Finalement, chez l’enfant, faute de pouvoir guérir la maladie et de retirer tous les chondromes, on reste modeste dans les actions chirurgicales en limitant le nombre des interventions.

Surveillance chez l’adulte

Chez l’adulte, la prise en charge est similaire à celle de l’enfant. Cependant, la tolérance à la chirurgie est plus difficile et les suites post-opératoires sont plus longues et plus compliquées.

Comme pour l’enfant, on corrige les déformations et les déviations des membres et on retire les chondromes volumineux et gênants.
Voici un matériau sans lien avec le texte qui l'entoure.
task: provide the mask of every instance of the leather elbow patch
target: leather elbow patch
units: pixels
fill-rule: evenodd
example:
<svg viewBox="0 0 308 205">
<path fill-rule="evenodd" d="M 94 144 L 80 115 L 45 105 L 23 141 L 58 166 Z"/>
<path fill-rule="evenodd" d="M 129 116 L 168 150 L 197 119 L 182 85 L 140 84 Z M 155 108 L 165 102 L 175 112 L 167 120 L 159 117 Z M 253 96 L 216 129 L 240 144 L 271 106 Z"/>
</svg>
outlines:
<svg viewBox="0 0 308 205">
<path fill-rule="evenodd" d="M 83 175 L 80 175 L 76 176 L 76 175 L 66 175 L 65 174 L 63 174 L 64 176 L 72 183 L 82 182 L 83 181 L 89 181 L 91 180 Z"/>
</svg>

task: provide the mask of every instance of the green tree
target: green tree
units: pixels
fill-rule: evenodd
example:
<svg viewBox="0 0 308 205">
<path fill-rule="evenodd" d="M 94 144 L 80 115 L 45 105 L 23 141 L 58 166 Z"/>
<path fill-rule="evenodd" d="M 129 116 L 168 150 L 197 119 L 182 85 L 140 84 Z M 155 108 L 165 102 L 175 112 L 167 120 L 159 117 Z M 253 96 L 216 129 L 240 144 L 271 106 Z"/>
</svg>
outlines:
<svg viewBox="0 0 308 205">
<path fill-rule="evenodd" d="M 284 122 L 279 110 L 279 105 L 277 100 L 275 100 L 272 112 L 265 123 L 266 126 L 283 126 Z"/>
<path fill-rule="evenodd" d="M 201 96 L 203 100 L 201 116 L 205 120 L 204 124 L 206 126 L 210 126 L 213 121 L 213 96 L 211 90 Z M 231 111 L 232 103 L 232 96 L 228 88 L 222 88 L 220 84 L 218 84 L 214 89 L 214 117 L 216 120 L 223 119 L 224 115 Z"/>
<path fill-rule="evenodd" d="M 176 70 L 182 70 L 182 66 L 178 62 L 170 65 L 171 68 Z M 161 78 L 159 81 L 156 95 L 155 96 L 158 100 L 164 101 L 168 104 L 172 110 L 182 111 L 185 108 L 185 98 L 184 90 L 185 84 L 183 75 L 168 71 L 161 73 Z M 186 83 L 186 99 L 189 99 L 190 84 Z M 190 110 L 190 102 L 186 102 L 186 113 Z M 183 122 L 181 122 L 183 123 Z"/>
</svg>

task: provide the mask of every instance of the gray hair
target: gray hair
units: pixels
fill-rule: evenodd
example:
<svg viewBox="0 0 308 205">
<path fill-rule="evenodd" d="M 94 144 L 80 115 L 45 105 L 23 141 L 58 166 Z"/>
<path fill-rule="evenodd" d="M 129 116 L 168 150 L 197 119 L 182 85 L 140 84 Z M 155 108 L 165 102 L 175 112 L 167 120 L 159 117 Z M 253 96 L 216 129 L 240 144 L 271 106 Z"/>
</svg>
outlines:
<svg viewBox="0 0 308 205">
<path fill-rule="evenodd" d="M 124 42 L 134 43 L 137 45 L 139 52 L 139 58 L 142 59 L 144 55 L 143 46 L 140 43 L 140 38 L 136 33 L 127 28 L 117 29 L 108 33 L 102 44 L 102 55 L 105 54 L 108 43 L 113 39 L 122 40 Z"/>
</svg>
La dégénérescence des chondromes est, semble t-il, plus fréquente dans le syndrome de Maffucci. Pour la maladie d’Ollier, il est difficile de donner une évaluation de la fréquence de survenue d’une tumeur maligne. L’important est d’établir une auto surveillance : toute modification d’un chondrome, douleurs d’apparition récente, augmentation de volume sont suspectes. La surveillance clinique et l’imagerie doivent permettre le dépistage précoce d’une évolution maligne et de pratiquer une chirurgie d’exérèse complète. Cette chirurgie carcinologique complétée par des traitements adjuvants si nécessaire (chimiothérapie, radiothérapie) ne peut être réalisée que dans des centres spécialisés.

On peut aussi recommander à l’âge adulte une surveillance oncologique, le risque de cancer en général paraissant un peu plus élevé que celui de la population générale.